Souv. du 5 avril 1896.


Vers onze heures, le soleil inondait le marché. Des jarres vides de goudron bâillaient sous l’azur insensé. Les dromadaires furieux criaient. Nous buvions d’étranges boissons, nous mâchions d’une espèce de résine. La lumière était de feu. Elle ternissait les cœurs sanglants des piments, auprès des têtes de moutons et des dattes sèches. Elle noircissait les caillots coagulés aux poils poussiéreux des cuisses de chameaux tués pour la boucherie.
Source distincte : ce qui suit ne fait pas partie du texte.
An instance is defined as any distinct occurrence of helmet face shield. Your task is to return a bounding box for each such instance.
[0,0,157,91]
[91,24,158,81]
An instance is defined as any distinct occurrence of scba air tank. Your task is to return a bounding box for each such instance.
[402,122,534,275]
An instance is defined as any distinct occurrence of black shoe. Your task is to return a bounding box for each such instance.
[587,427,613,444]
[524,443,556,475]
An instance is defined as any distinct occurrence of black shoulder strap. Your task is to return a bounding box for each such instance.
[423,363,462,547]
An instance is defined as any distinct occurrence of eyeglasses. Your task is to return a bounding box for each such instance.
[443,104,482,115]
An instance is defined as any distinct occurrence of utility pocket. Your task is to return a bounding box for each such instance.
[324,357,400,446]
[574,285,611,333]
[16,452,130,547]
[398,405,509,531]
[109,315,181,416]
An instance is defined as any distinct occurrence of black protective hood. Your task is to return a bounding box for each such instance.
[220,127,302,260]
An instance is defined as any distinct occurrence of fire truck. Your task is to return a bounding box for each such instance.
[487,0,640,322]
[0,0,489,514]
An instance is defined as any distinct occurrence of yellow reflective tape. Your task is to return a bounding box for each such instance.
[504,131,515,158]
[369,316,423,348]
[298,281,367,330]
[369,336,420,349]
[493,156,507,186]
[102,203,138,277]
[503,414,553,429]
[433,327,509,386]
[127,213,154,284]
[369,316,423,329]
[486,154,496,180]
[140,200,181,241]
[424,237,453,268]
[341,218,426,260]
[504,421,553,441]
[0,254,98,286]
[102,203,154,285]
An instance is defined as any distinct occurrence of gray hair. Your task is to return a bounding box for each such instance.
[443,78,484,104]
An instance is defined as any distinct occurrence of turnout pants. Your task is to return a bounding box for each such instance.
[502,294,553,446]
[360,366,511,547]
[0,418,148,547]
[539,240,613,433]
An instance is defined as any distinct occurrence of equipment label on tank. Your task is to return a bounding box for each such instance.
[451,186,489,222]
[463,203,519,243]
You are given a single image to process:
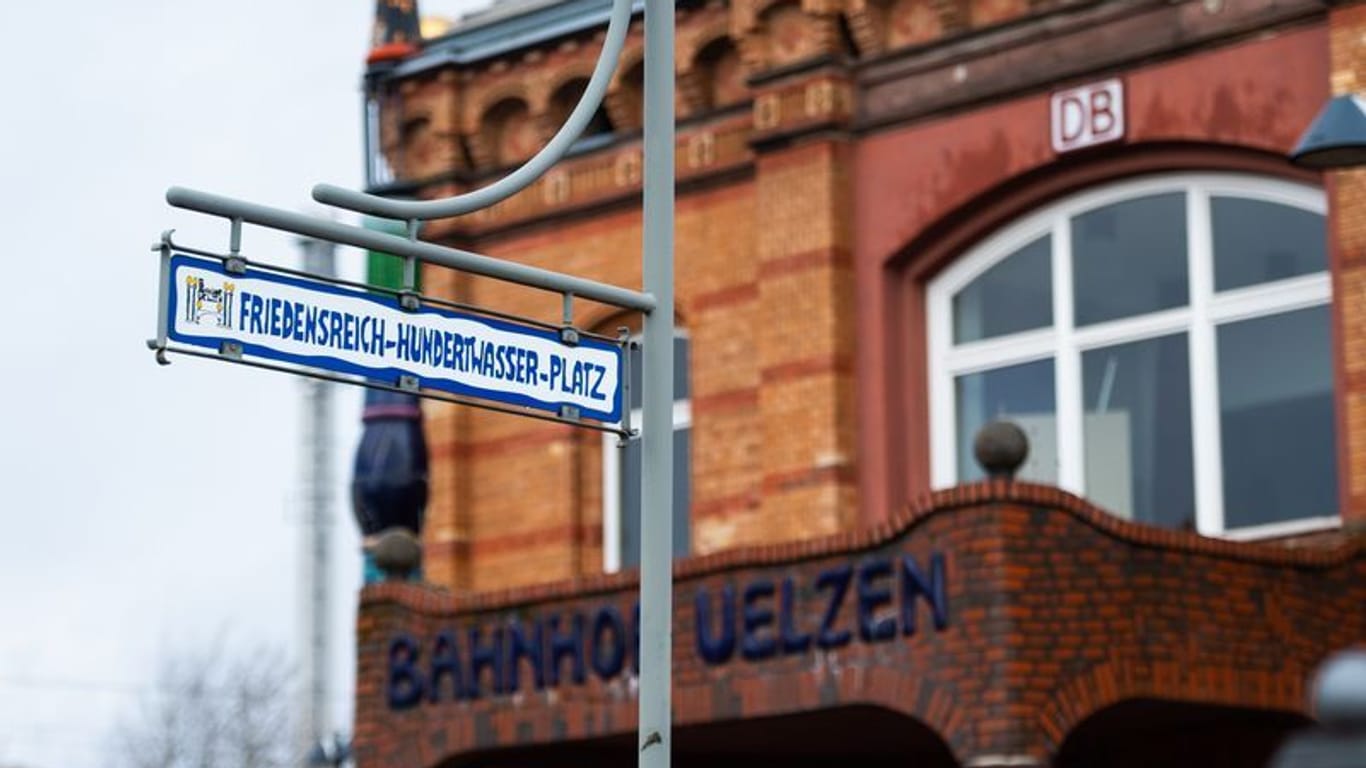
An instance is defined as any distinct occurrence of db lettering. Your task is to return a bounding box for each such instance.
[1052,79,1124,153]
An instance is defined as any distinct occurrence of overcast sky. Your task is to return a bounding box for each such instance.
[0,0,482,768]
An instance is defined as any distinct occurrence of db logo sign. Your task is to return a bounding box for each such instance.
[1052,79,1124,154]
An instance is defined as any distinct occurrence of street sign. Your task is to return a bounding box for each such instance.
[164,253,623,422]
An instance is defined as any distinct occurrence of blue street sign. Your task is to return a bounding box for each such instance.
[165,254,622,422]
Vers cinq heures, tout s’adoucissait. Les cafés maures étaient calmes. Au loin ronflait un tambour sourd. Un bêlement de chèvre emplissait l’étendue mortelle.

Le soleil sombrait aux sables. Les chameaux tangueurs, aux rognures bleues, et les ânes patients emportaient des feuilles vers Temacin.

C’étaient de mouvants parterres sur des morceaux de désert mouvant.

Partout, à cette époque pascale, les palmes semblaient pleurer de n’être plus foulées par un Dieu.

Les lamentations des muezzins, vers la Mecque, s’effeuillaient comme des roses taciturnes.

Je vis passer un marabout ; il appuyait sa main droite à l’épaule d’un pâle adolescent. Sans doute, il lui expliquait la sagesse, et, dans la tombée du jour, je me sentis ému à pleurer.

Çà et là, sous un dernier poudroiement de soleil, luisaient des crânes d’hommes que l’on rasait.

Quelque chameau, semblable à quelque grand navire échoué, surgissait au coin d’une rue, près d’une porte, tendant son cou de limaçon géant vers le ciel bleu tendre et doré.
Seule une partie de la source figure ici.